There is one way to see this aspect that works in To Your Eternity’s favor. The wide diversity of Fushi’s forms suggested that no matter what, everything has value.
For instance, Fushi could turn into a mole. At first glance, what good would this do? Moles aren’t known for their fighting prowess. However, with a little outside-the-box thinking, a mole can become quite helpful if you need to become small to fit through tight spaces. Plus, imagine there is this giant wall in front of you. Going over such an obstacle might prove impossible if said wall is heavily guarded. But as a mole, you can easily dig under the barrier, and no one would be the wiser.
So, yes, I do think this series was often clever with Fushi’s powers.
Be that as it may, a few of Fushi’s forms had particular usages that had nothing to do with cleverness.

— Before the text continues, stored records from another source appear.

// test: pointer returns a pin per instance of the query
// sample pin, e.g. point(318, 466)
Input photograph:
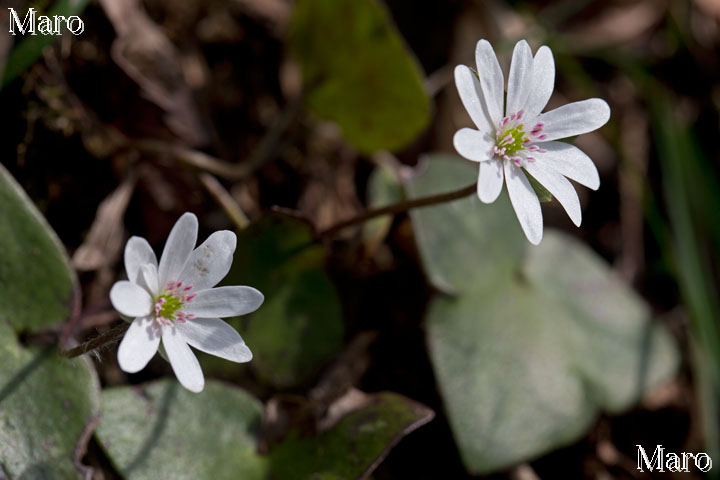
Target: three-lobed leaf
point(299, 326)
point(35, 274)
point(165, 431)
point(46, 402)
point(537, 341)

Yeah, becoming an animal with keen senses is useful. But do you know what has a far more practical application for a being who often finds themselves in a fight? How about turning into something that can breathe freaking fire? Not many of those are walking around, and yet, Fushi met one.
While this aspect became troublesome if you were to linger on it for too long, To Your Eternity had plenty of other qualities to distract you from it. Ultimately, this was a show with action elements, but it was not an action series. This story was much more endearing, valuing emotions over spectacle.
As such, To Your Eternity stood tall.
There was a unique feel to this show, which allowed it to set itself apart in a spectacular way. This series did not waste that opportunity.
From the outset, this story appears to be an epic adventure waiting to happen. But though the fight scenes aren’t the flashiest and action wasn’t the primary focus, “epic” remains an apt word to describe this narrative. Its journey is an emotional one, and speaking for myself, it struck home more than once.
As hinted earlier in the review, a season two should be releasing some time in 2022. And I can’t wait.
To Your Eternity has earned a recommendation.